Le diete povere di carboidrati, molto diffuse, non tengono conto dei danni a lunga scadenza. Il glucosio, termine ultimo della digestione dei carboidrati, è il principale nutriente non soltanto del nostro cervello ed è accumulato nel fegato e nei muscoli come scorta di energia prendendo il nome di glicogeno. Se non assumiamo carboidrati, i depositi presenti si esauriscono producendo, dalla reazione glicogeno-glucosio, molte molecole di acqua. L’eliminazione di questa acqua rappresenta l’illusorio immediato vantaggio della perdita di peso, nella maggior parte delle diete industriali, a scapito di un depauperamento fisiologico non dovuto a perdita di grasso, come quasi sempre per ignoranza si deduce ma, continuando, anche a perdita di massa muscolare.                                                                                                                               

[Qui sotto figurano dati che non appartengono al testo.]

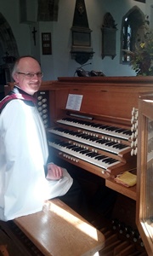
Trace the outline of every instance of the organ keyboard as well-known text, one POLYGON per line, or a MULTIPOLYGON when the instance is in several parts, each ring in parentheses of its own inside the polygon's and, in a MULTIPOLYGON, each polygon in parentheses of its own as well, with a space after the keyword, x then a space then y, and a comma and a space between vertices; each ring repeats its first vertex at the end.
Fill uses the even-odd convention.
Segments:
POLYGON ((135 169, 138 99, 151 84, 105 77, 60 78, 53 84, 52 154, 105 178, 135 169), (79 109, 71 108, 69 96, 82 99, 79 109))

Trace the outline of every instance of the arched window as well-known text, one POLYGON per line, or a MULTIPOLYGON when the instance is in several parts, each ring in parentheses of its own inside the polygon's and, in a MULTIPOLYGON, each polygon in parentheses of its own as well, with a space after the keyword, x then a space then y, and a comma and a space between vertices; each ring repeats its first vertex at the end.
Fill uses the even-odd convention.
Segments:
POLYGON ((138 37, 139 36, 139 29, 143 26, 144 21, 144 15, 137 7, 134 6, 122 18, 122 25, 121 31, 121 63, 129 64, 130 55, 123 49, 134 51, 138 37))

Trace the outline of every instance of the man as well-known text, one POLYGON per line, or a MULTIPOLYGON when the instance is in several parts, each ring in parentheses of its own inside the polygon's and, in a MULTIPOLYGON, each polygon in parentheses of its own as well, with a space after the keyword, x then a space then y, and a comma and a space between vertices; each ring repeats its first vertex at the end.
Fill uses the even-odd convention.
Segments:
POLYGON ((44 200, 57 196, 77 210, 80 189, 65 169, 48 164, 45 129, 32 96, 42 82, 40 65, 20 57, 12 76, 14 88, 0 102, 0 219, 41 211, 44 200))

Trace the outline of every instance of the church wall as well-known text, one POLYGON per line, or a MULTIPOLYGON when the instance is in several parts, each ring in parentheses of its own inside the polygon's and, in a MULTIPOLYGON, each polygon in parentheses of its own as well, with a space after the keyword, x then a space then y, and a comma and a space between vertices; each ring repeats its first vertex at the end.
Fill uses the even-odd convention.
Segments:
MULTIPOLYGON (((37 1, 33 15, 36 16, 37 1)), ((60 0, 57 21, 39 21, 34 23, 20 23, 20 1, 1 0, 1 13, 12 28, 16 39, 20 55, 33 55, 41 62, 44 72, 44 80, 56 79, 61 76, 73 76, 76 68, 80 64, 71 59, 71 33, 73 15, 76 1, 60 0), (36 45, 34 44, 33 28, 36 32, 36 45), (42 32, 51 32, 52 55, 42 54, 42 32)), ((134 5, 139 6, 144 14, 150 11, 151 0, 146 0, 146 4, 133 0, 85 0, 89 28, 93 31, 92 47, 95 52, 93 59, 88 62, 92 64, 84 67, 86 70, 102 71, 106 76, 129 76, 134 72, 127 65, 120 64, 120 34, 122 16, 134 5), (103 17, 110 12, 117 24, 116 56, 111 60, 105 56, 101 58, 101 26, 103 17)))

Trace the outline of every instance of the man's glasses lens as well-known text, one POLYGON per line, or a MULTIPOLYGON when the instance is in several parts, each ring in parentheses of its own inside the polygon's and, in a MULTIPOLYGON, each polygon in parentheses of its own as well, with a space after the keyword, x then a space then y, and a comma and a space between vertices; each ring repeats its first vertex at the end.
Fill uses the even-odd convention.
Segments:
POLYGON ((42 78, 43 73, 42 72, 37 73, 22 73, 18 72, 18 73, 24 74, 26 78, 32 79, 34 75, 37 75, 38 78, 42 78))

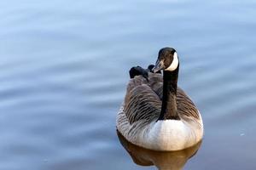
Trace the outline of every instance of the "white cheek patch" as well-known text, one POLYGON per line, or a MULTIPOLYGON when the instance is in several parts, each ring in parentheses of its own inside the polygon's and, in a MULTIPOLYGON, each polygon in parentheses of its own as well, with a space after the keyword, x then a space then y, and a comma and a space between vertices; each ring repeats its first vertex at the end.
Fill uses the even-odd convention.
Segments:
POLYGON ((177 59, 177 53, 175 52, 173 54, 173 60, 172 60, 172 64, 170 65, 170 66, 168 68, 166 69, 166 71, 174 71, 177 69, 177 65, 178 65, 178 59, 177 59))

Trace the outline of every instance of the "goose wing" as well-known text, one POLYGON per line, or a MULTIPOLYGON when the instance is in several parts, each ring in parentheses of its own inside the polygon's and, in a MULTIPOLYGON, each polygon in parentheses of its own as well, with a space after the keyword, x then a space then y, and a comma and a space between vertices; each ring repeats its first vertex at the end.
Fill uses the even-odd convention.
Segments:
POLYGON ((196 109, 195 105, 180 88, 177 88, 177 113, 181 118, 200 119, 199 111, 196 109))
MULTIPOLYGON (((163 77, 160 74, 148 72, 148 81, 143 76, 131 79, 126 90, 124 110, 131 124, 143 120, 157 120, 161 110, 163 77)), ((195 105, 183 89, 177 89, 177 107, 181 118, 200 119, 195 105)))
POLYGON ((142 76, 136 76, 128 83, 124 111, 131 124, 137 121, 151 122, 160 116, 160 84, 157 76, 148 74, 148 82, 142 76))

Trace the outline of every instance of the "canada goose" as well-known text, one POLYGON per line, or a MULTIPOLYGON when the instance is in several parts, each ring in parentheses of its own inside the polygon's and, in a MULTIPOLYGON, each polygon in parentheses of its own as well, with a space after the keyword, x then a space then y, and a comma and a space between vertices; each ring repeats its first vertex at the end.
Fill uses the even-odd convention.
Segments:
POLYGON ((117 129, 134 144, 154 150, 178 150, 201 140, 199 110, 177 87, 179 60, 176 50, 160 50, 154 67, 130 71, 125 101, 117 116, 117 129), (157 73, 163 71, 163 76, 157 73))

Le proteine muscolari infatti sono trasformate in energia facendo perdere massa muscolare, ossia la massa metabolicamente attiva. Le conseguenze per la salute preferirei farle dedurre ai nutrizionisti, ai dietologi e a tutti quelli che traggono vantaggi economici dalla distribuzione di diete. Ma forse è meglio ancora un chiarimento: la riduzione del metabolismo, cioè l’energia che il corpo consuma, compromette anche il sistema immunitario, endocrino e renale, riduce i livelli di ormone tiroideo e favorisce eventuali insorgenze di altri disturbi. Concludo quindi affermando che serve accelerare il metabolismo con il movimento e non abbassarlo con il digiuno.